I had a bad angle and the light was coming from the wrong direction, so I risked spooking the birds and crossed the road to the trees on the other side. There is a pair of large cottonwoods here, a few feet apart with one leaning towards the other, that formed a natural blind, albeit one camouflaged by poison ivy. Happily, I’m not allergic in the least and quickly hid myself to wait. It didn’t take long for the birds to return, which was fortunate since the humidity and mosquitoes were swiftly becoming a distraction.

The first bird to come in was a male Scarlet Tanager. Bold in color and action, he splashed about while I fired frame after frame. We were in the shade so I had to use a slower shutter speed than I would have liked, especially since I was shooting handheld. Regardless, most of the photos came out quite nice considering and I just used here the one I liked best.

He was soon joined by a female American Redstart. She was much spookier and I only managed a few photos before she retreated to cover. I shot a few photos with both birds in the frame, but I was having to shoot wide open and the resulting shallow depth of field left me with none that had both birds in focus.

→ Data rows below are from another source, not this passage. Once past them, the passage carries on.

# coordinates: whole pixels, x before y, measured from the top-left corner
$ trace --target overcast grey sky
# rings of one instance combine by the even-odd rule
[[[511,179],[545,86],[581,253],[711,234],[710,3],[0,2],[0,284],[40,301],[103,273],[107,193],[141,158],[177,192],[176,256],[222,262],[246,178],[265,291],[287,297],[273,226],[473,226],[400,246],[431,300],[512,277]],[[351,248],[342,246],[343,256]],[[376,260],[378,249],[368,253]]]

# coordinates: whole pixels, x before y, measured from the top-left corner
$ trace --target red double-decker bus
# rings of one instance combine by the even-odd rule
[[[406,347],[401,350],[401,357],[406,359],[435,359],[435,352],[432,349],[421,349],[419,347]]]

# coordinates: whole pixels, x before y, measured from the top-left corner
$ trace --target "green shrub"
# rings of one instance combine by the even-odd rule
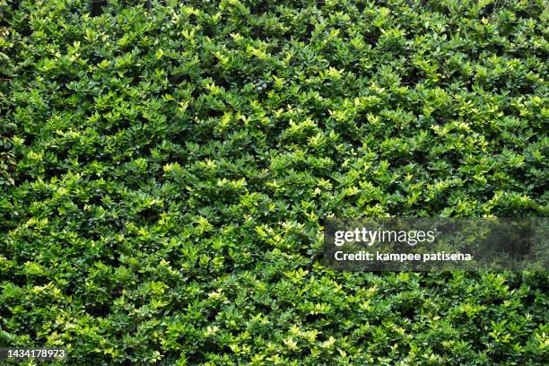
[[[0,0],[0,346],[543,364],[545,273],[318,259],[330,215],[546,215],[546,2],[144,3]]]

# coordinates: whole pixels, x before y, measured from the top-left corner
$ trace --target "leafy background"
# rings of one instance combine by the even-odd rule
[[[543,364],[546,273],[339,273],[322,219],[547,214],[545,1],[0,0],[0,345]]]

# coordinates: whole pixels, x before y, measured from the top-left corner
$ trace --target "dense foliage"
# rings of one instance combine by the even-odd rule
[[[0,0],[0,346],[546,360],[545,273],[318,263],[330,215],[546,215],[545,1],[105,3]]]

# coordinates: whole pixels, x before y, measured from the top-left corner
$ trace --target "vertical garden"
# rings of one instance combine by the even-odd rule
[[[545,0],[0,0],[0,347],[544,364],[546,272],[320,259],[331,216],[547,215],[548,20]]]

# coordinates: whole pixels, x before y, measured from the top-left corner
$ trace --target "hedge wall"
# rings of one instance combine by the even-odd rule
[[[544,363],[546,273],[318,259],[329,215],[546,215],[546,1],[103,3],[0,0],[0,346]]]

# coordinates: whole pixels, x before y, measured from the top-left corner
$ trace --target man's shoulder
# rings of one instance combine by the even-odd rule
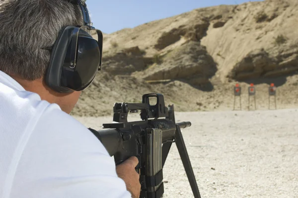
[[[53,137],[52,141],[62,141],[65,144],[77,146],[80,144],[93,145],[107,154],[103,145],[86,126],[57,108],[55,104],[49,105],[37,121],[35,132],[42,130],[45,134]]]

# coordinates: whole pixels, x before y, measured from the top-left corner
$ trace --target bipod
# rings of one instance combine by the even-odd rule
[[[253,97],[253,99],[254,100],[254,105],[255,105],[255,110],[257,109],[257,102],[256,101],[256,96],[248,96],[248,110],[250,110],[250,97]]]
[[[175,122],[173,105],[169,105],[169,117],[171,120],[176,123]],[[187,153],[186,146],[184,143],[184,140],[183,140],[183,137],[182,136],[182,133],[181,133],[180,127],[178,124],[176,124],[176,133],[174,138],[172,139],[171,141],[168,141],[167,142],[164,143],[162,145],[162,168],[163,168],[165,160],[166,160],[167,155],[170,151],[172,143],[173,142],[176,143],[176,145],[177,146],[178,151],[180,158],[181,158],[181,161],[182,161],[185,173],[187,176],[189,184],[193,192],[194,197],[195,198],[201,198],[201,195],[200,195],[200,192],[199,191],[199,188],[198,188],[196,177],[195,177],[195,174],[191,166],[189,156]]]
[[[271,96],[274,97],[274,104],[275,104],[275,109],[277,109],[277,105],[276,105],[276,95],[274,95],[274,96],[270,96],[270,95],[269,95],[269,105],[268,109],[269,110],[270,109],[270,100],[271,100],[270,98],[271,98],[271,97],[270,97]]]

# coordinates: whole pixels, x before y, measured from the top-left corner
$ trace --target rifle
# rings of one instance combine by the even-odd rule
[[[152,98],[156,99],[151,100]],[[151,105],[150,101],[156,101],[156,104]],[[140,175],[140,198],[162,197],[162,168],[172,143],[175,142],[194,196],[201,198],[180,130],[191,123],[176,123],[174,105],[168,107],[163,95],[145,94],[142,103],[115,103],[113,123],[103,124],[103,130],[89,129],[114,156],[116,165],[133,156],[138,158],[136,170]],[[142,121],[128,122],[128,113],[139,110]]]

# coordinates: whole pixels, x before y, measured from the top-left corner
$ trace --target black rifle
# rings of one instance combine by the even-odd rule
[[[152,98],[156,98],[154,105],[149,102]],[[139,110],[142,121],[128,122],[128,113]],[[163,96],[146,94],[140,103],[115,103],[113,121],[113,123],[103,124],[106,129],[89,129],[110,155],[114,156],[116,165],[131,156],[138,157],[139,163],[136,170],[140,175],[140,198],[162,197],[162,168],[173,142],[176,143],[194,197],[201,198],[180,130],[180,128],[189,127],[191,123],[176,123],[174,105],[166,107]]]

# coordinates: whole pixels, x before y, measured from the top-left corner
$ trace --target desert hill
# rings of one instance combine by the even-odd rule
[[[256,85],[258,108],[268,86],[279,108],[298,104],[298,1],[219,5],[151,21],[104,37],[102,70],[72,112],[110,114],[115,102],[158,92],[180,111],[232,108],[236,82]],[[247,109],[243,92],[242,107]]]

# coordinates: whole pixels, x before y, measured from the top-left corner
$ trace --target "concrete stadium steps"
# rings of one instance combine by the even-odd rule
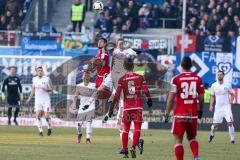
[[[71,24],[70,10],[74,0],[59,0],[53,14],[51,24],[58,32],[66,31],[68,25]]]
[[[145,35],[167,35],[167,36],[176,36],[181,34],[181,29],[158,29],[158,28],[148,28],[148,29],[138,29],[136,34],[145,34]]]

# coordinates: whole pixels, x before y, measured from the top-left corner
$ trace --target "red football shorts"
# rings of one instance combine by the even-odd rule
[[[174,118],[172,133],[183,136],[186,131],[187,135],[195,137],[197,135],[197,127],[197,118]]]
[[[123,123],[129,122],[143,122],[142,119],[142,109],[133,109],[133,110],[125,110],[123,111]]]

After these two left, there was a male Redstart, a pair of Indigo Buntings and a female Eastern Towhee that came into the brush, but none of them would commit to exposing themselves long enough to partake of the puddles. Finally, a female Scarlet Tanager, the male’s mate perhaps, landed at the edge of the water, posing regally before splashing herself with water.

I had only been sitting for fifteen minutes or so at this point, but the sweat was rolling off my forehead and into my eyes and the skeeters were eating me alive, leading me to abandon my post. I returned to this spot three or four days later, hoping to reprise my success, but the trickle of water had ceased and the puddles were dry. Aint that the way it goes.